Medical Student Department of Neurosurgery, Johns Hopkins School of Medicine
Introduction: Glioblastoma, the most aggressive primary brain tumor, presents a mean overall survival of approximately one year, posing significant challenges for effective treatment planning. Previous machine learning studies for glioblastoma survival prediction have achieved limited accuracy due to small sample sizes and have poor scalability due to reliance on time-consuming manual image segmentation. This study aims to develop a novel ML model for automatic tumor segmentation and accurate prediction of survival for glioblastoma using a large set of MRIs for treatment decision-making.
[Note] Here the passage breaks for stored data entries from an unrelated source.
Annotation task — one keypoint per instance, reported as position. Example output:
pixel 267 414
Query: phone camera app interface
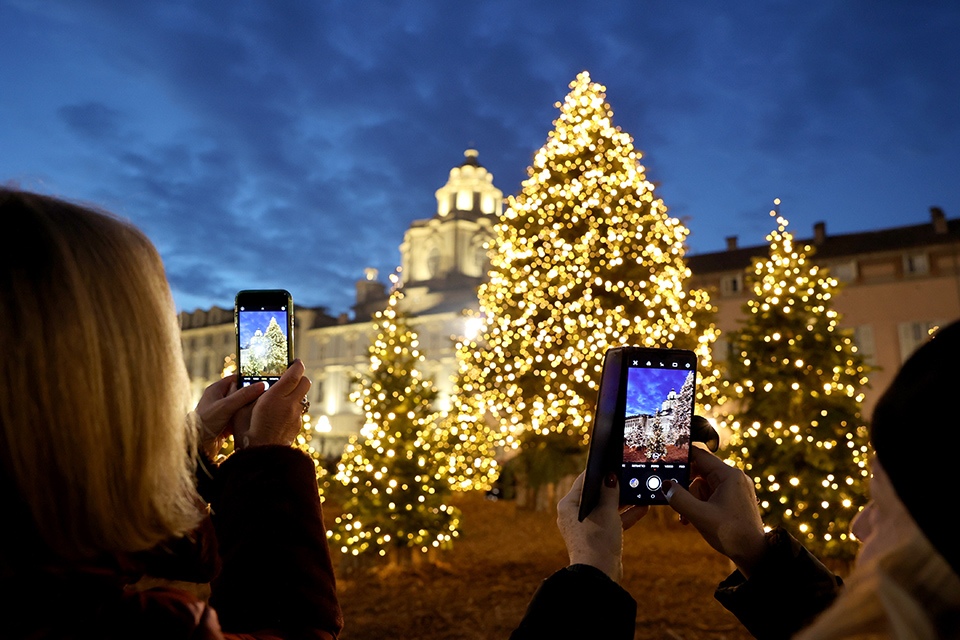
pixel 263 343
pixel 656 437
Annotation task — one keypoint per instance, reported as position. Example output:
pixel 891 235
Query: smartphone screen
pixel 659 389
pixel 264 326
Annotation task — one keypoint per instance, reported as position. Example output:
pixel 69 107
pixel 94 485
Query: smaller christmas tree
pixel 397 491
pixel 797 379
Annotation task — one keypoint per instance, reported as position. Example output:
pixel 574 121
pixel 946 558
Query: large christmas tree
pixel 398 494
pixel 797 377
pixel 587 258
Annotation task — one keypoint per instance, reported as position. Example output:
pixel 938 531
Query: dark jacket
pixel 785 592
pixel 264 547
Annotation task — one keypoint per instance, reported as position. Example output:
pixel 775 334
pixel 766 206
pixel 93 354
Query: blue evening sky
pixel 280 143
pixel 648 388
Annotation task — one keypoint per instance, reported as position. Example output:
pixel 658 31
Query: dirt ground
pixel 480 589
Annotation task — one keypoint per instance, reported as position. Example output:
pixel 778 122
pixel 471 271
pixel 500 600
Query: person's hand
pixel 722 505
pixel 598 540
pixel 221 408
pixel 277 414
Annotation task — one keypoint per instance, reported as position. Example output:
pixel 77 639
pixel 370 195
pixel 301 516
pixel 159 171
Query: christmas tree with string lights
pixel 588 258
pixel 797 378
pixel 464 444
pixel 397 504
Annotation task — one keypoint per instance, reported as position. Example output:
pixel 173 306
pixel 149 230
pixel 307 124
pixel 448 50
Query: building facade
pixel 898 284
pixel 443 260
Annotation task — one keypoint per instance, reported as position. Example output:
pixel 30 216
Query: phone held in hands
pixel 263 319
pixel 641 428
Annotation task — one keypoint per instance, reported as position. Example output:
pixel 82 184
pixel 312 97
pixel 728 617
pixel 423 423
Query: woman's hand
pixel 222 406
pixel 722 505
pixel 277 414
pixel 598 540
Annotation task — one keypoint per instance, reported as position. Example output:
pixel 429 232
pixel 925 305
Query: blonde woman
pixel 906 581
pixel 98 456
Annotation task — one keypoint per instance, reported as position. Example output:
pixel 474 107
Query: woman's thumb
pixel 682 501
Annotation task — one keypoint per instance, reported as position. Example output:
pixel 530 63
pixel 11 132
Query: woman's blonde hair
pixel 906 591
pixel 93 430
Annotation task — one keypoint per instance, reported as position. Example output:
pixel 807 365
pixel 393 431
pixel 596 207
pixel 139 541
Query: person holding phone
pixel 906 580
pixel 104 476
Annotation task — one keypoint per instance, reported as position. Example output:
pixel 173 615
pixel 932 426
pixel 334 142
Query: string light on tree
pixel 587 258
pixel 798 377
pixel 397 490
pixel 464 443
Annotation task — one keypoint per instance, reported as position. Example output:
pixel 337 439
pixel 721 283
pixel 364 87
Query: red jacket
pixel 264 547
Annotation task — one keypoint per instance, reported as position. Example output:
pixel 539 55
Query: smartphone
pixel 642 424
pixel 263 319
Methods: MRI images from 225 patients in the multicenter open-access BRATS dataset and 18 Johns Hopkins patients were used to train the model. An Unet with Transformer model was developed to automatically segment the necrotic tumor core, enhanced tumor region, and surrounding edema. For survival prediction, an 18-layer ResNet3D model (which used MRI images and the segmentations as inputs) was developed. It had four residual blocks containing convolutional layers to ensure efficient feature extraction; batch normalization, ReLU activation, and skip connections were added to prevent vanishing gradients. The performance for segmentation was evaluated using the Dice similarity score (measuring overlap between the segmentations and ground truth), and the accuracy of survival prediction was evaluated with mean squared error.
Results: The segmentation model achieved a Dice score of 0.899 on the whole tumor region, suggesting a strong ability to distinguish tumor regions from other structures. For survival prediction, the ResNet model achieved a training MSE of 3775 (error of 2.04 months). On testing (unseen) data, the model achieved an MSE of 82103 (error of 9.55 months).
Conclusion : Our models generate more accurate segmentations and survival predictions than prior literature using the BraTS dataset. This provides significant promise for the ability to more accurately estimate patient prognosis to guide clinical management.